For all of these reasons, liens are a nuisance for homeowners. But they give important leverage to contractors, subcontractors, and suppliers.
It is not just general contractors, like the pool installer, who can file a lien. Subcontractors and suppliers also potentially have this remedy. For example, imagine that the pool contractor hired a concrete subcontractor to pour the concrete for the base of the pool. The subcontractor would have no contract with the owner of the property; only with the general contractor.
What happens if the general contractor never pays the subcontractor? She could sue the general contractor for breach of contract. But she can also file a lien directly onto the property owned by the owner. This gives her leverage, since the homeowner will immediately receive notice of the lien and likely pressure the general contractor to remedy the situation and remove the lien. The legislative purpose of these lien laws is to encourage settlement, and also to ensure that workers receive their due compensation.

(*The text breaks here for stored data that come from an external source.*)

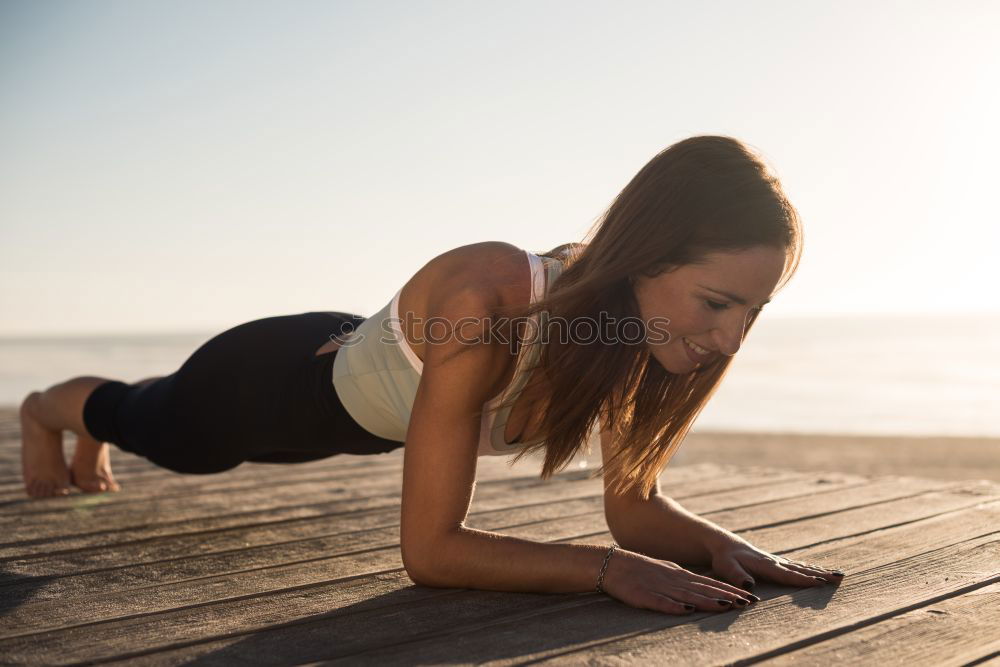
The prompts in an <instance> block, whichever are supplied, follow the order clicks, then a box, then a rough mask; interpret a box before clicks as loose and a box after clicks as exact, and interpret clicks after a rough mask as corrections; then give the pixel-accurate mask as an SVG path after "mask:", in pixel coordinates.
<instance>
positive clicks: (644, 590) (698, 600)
mask: <svg viewBox="0 0 1000 667" xmlns="http://www.w3.org/2000/svg"><path fill="white" fill-rule="evenodd" d="M602 588H603V589H604V591H605V592H606V593H607V594H608V595H610V596H611V597H613V598H616V599H618V600H621V601H622V602H624V603H625V604H627V605H630V606H632V607H638V608H640V609H652V610H654V611H662V612H665V613H667V614H690V613H691V612H693V611H694V610H695V609H698V610H700V611H729V610H730V609H732V608H733V607H738V608H739V607H746V606H747V605H748V604H750V601H751V600H752V601H754V602H757V601H759V600H760V598H758V597H757V596H756V595H754V594H752V593H749V592H747V591H745V590H743V589H741V588H739V587H737V586H731V585H729V584H727V583H725V582H722V581H717V580H715V579H712V578H711V577H703V576H702V575H700V574H695V573H694V572H689V571H688V570H685V569H684V568H682V567H681V566H680V565H677V564H676V563H672V562H670V561H667V560H659V559H656V558H651V557H649V556H645V555H643V554H640V553H636V552H634V551H627V550H625V549H620V548H619V549H615V551H614V553H612V554H611V559H610V560H609V561H608V569H607V570H606V571H605V572H604V583H603V585H602Z"/></svg>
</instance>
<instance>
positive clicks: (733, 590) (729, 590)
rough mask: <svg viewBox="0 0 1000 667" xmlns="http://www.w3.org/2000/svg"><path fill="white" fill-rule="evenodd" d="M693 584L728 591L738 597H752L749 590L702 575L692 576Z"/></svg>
mask: <svg viewBox="0 0 1000 667" xmlns="http://www.w3.org/2000/svg"><path fill="white" fill-rule="evenodd" d="M691 582H692V583H699V584H704V585H706V586H712V587H714V588H717V589H719V590H722V591H726V592H728V593H731V594H734V595H738V596H741V597H747V596H748V595H751V593H750V592H749V591H748V590H745V589H743V588H740V587H739V586H733V585H732V584H730V583H727V582H725V581H721V580H720V579H714V578H712V577H705V576H702V575H700V574H692V575H691ZM751 583H752V582H751ZM753 597H755V598H756V597H757V596H756V595H754V596H753ZM757 599H759V598H757Z"/></svg>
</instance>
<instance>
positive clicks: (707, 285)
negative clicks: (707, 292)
mask: <svg viewBox="0 0 1000 667" xmlns="http://www.w3.org/2000/svg"><path fill="white" fill-rule="evenodd" d="M698 287H704V288H705V289H707V290H711V291H713V292H715V293H716V294H721V295H722V296H724V297H726V298H727V299H731V300H733V301H735V302H736V303H738V304H740V305H741V306H745V305H747V300H746V299H744V298H743V297H741V296H739V295H738V294H733V293H732V292H725V291H723V290H717V289H715V288H714V287H709V286H708V285H701V284H699V285H698ZM769 303H771V300H770V299H764V300H763V301H762V302H761V304H760V305H762V306H764V305H767V304H769Z"/></svg>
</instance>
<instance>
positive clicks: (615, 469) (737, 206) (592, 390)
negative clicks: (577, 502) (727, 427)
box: [498, 136, 802, 498]
mask: <svg viewBox="0 0 1000 667" xmlns="http://www.w3.org/2000/svg"><path fill="white" fill-rule="evenodd" d="M758 245H765V246H771V247H774V248H777V249H780V250H783V251H784V252H785V256H786V262H785V269H784V271H783V273H782V277H781V280H780V281H779V283H778V288H779V289H780V288H781V287H783V286H784V285H785V284H786V283H787V282H788V280H789V279H790V278H791V277H792V275H793V274H794V273H795V270H796V269H797V268H798V263H799V260H800V258H801V253H802V229H801V224H800V220H799V215H798V213H797V212H796V210H795V208H794V207H793V206H792V205H791V203H790V202H789V201H788V199H787V197H786V196H785V194H784V192H783V190H782V188H781V184H780V183H779V182H778V179H777V177H776V176H775V175H774V174H773V173H772V172H771V171H770V170H769V168H768V166H767V165H766V164H765V163H764V162H763V159H762V158H761V157H760V156H759V155H758V154H757V153H756V152H755V151H753V150H751V149H750V148H749V147H748V146H747V145H745V144H744V143H742V142H740V141H739V140H737V139H734V138H732V137H726V136H696V137H691V138H688V139H684V140H683V141H679V142H677V143H675V144H673V145H671V146H669V147H668V148H666V149H664V150H663V151H661V152H660V153H658V154H657V155H656V156H655V157H653V159H651V160H650V161H649V162H648V163H647V164H646V165H645V166H644V167H643V168H642V169H640V170H639V172H638V173H637V174H636V175H635V176H634V177H633V178H632V180H631V181H629V183H628V185H626V186H625V188H624V189H623V190H622V191H621V192H620V193H619V194H618V196H617V197H615V199H614V201H613V202H612V203H611V205H610V206H609V207H608V209H607V210H606V211H605V212H604V213H603V214H602V215H601V216H600V217H599V218H598V219H597V221H596V222H595V223H594V225H593V226H592V227H591V229H590V230H589V231H588V233H587V235H586V237H585V239H584V243H576V244H563V245H561V246H558V247H556V248H553V249H552V250H550V251H548V252H545V253H541V254H542V255H545V256H548V257H558V258H560V259H561V260H562V261H563V264H564V270H563V272H562V273H561V275H560V276H559V277H558V279H557V280H556V281H554V283H553V285H551V286H550V288H549V290H548V293H547V294H546V296H545V298H544V299H541V300H539V301H537V302H536V303H534V304H530V305H526V306H519V307H517V308H511V309H505V311H504V312H503V313H502V315H503V316H505V317H510V318H512V319H514V320H517V319H518V318H520V319H521V320H522V321H524V322H526V321H527V318H528V317H530V316H531V315H532V314H534V313H536V312H537V313H539V317H540V318H541V319H540V322H541V323H542V325H541V326H540V327H539V330H538V331H536V333H543V332H545V331H546V324H545V323H546V322H548V320H549V318H553V317H557V318H559V319H560V320H561V321H562V322H570V323H571V322H574V321H576V319H577V318H587V319H589V321H590V322H598V321H599V316H598V314H599V313H600V312H602V311H604V312H605V313H606V314H607V315H608V316H610V317H614V318H615V320H616V321H619V322H621V321H622V320H623V319H624V318H634V320H635V321H638V322H641V321H642V320H641V317H640V316H639V307H638V304H637V302H636V300H635V296H634V293H633V291H632V283H631V280H632V279H634V277H635V276H637V275H639V274H645V275H648V276H655V275H658V274H659V273H661V272H662V271H664V270H666V269H668V268H669V267H671V266H679V265H683V264H688V263H693V262H697V261H700V260H701V259H702V258H704V256H705V255H706V254H708V253H711V252H724V251H738V250H743V249H747V248H750V247H753V246H758ZM759 312H760V311H758V310H754V311H753V312H752V315H751V316H750V318H749V324H747V326H746V328H745V330H744V334H743V335H744V337H745V336H746V334H747V332H749V330H750V327H752V326H753V323H754V322H755V321H756V319H757V316H758V314H759ZM643 333H644V334H645V332H643ZM563 338H564V337H561V336H552V335H550V336H549V337H548V340H543V341H542V342H545V344H543V345H542V348H541V354H540V357H539V366H541V367H542V368H544V369H545V379H546V380H547V381H548V382H549V383H550V386H551V391H550V392H549V394H548V396H549V398H547V399H546V400H545V401H544V407H543V413H542V414H543V417H542V422H541V425H540V431H541V438H542V439H541V441H540V442H534V443H532V444H529V445H526V446H525V447H524V448H522V449H521V450H520V452H519V453H518V455H517V457H516V458H515V459H514V460H513V461H512V462H511V464H512V465H513V463H516V462H517V461H519V460H520V459H521V457H522V456H526V455H527V454H529V453H531V452H534V451H538V450H544V453H545V461H544V463H543V467H542V472H541V477H542V479H548V478H550V477H551V476H552V475H553V474H554V473H555V472H557V471H558V470H560V469H562V468H564V467H565V466H566V465H567V464H568V463H569V462H570V460H571V459H572V458H573V456H574V455H575V454H576V452H577V450H578V449H580V447H581V446H582V445H583V444H584V443H585V442H586V441H587V436H588V434H589V433H590V431H591V429H592V428H594V427H595V425H597V424H602V423H603V424H607V425H610V429H611V432H612V438H613V439H612V443H613V445H612V449H613V451H614V454H613V456H612V457H611V459H610V460H609V461H608V464H607V466H606V467H607V469H605V466H602V467H601V469H600V470H598V471H596V472H595V473H594V474H593V475H592V477H597V476H599V475H603V476H604V477H605V478H606V479H607V480H608V486H609V487H610V488H612V489H614V491H615V493H623V492H625V491H626V490H628V489H630V488H633V487H636V486H637V487H638V489H639V491H640V493H641V495H642V497H643V498H646V497H648V496H649V494H650V493H651V491H652V489H653V488H654V487H655V485H656V479H657V477H658V475H659V474H660V472H661V471H662V470H663V468H664V467H665V466H666V465H667V463H668V462H669V460H670V458H671V457H672V456H673V454H674V453H675V452H676V451H677V448H678V447H679V446H680V444H681V442H682V441H683V440H684V437H685V436H686V435H687V433H688V431H689V430H690V429H691V427H692V425H693V424H694V421H695V419H696V418H697V416H698V414H699V413H700V412H701V410H702V409H703V408H704V407H705V405H706V404H707V403H708V401H709V399H711V397H712V395H713V394H714V393H715V390H716V389H717V388H718V386H719V384H720V383H721V381H722V378H723V377H724V376H725V374H726V372H727V371H728V370H729V366H730V364H731V363H732V360H733V358H732V357H729V356H726V355H718V358H717V359H716V360H715V361H713V362H712V363H709V364H707V365H704V366H702V367H701V368H698V369H697V370H695V371H692V372H689V373H684V374H675V373H671V372H669V371H667V370H666V369H664V368H663V366H662V365H661V364H660V363H659V362H657V361H656V359H655V358H654V357H653V356H652V355H651V354H650V352H649V349H648V348H647V347H646V345H634V344H622V343H619V344H606V342H604V341H602V342H601V344H589V343H580V342H579V341H573V340H570V341H565V340H564V339H563ZM540 340H542V339H540ZM539 375H540V374H539V373H534V374H533V375H532V382H535V381H539V378H537V377H536V376H539ZM553 397H558V399H557V400H554V399H553ZM498 407H499V406H498Z"/></svg>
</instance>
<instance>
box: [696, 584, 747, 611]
mask: <svg viewBox="0 0 1000 667" xmlns="http://www.w3.org/2000/svg"><path fill="white" fill-rule="evenodd" d="M684 593H686V594H687V595H689V596H691V597H690V598H683V599H684V600H686V601H687V602H691V603H692V604H694V605H696V606H698V608H699V609H705V610H709V609H712V610H714V611H718V610H719V609H722V610H723V611H725V609H727V608H728V609H732V608H742V607H746V606H747V605H749V604H752V603H753V602H760V598H758V597H757V596H756V595H754V594H753V593H743V594H742V595H739V594H736V593H730V592H729V591H727V590H722V589H721V588H716V587H715V586H706V585H705V584H700V583H693V584H691V588H690V589H687V590H684ZM678 599H681V598H680V597H678ZM706 600H707V602H706ZM699 603H701V604H699ZM702 604H707V606H702Z"/></svg>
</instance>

Not all costs can be included in the amount claimed under a lien. While the exact rules vary from one state to the next, contractors can normally only file a lien for labor, materials, and services that they provided that improved the real property.
In the above example, the subcontractor could include in the lien the value of the concrete, the rental costs of equipment, and hourly time cost for services. But the contractor could not include, for example, money spent on attorneys' fees to file the lien, since these did not benefit the value of the property. Nor could the contractor include amounts for punitive damages, emotional distress, or other sorts of qualitative damages. The amount of a lien must, broadly speaking, be limited to the hard costs of the improvement to the land or property.
While many legal documents look essentially the same from one state to the next, mechanic's liens are highly state-specific. In the United States, individual counties are typically in charge of their own property records. This means that different county clerks might have highly particular practices regarding how they require liens to be formatted in order to be accepted.
Moreover, each state has specific limitations periods for when liens can be filed. In some jurisdictions, the time limitation is different for private and public property. For example, in New York, a lien must be filed within eight months of when the last labor was performed or materials were provided, unless the lien is against a single family home, in which case it must be filed within four months.
Because of minor distinctions like these, it is extremely important to consider local law and practice. Before trying to file a lien yourself, you might wish to speak with a local lawyer, specifically one who practices construction law.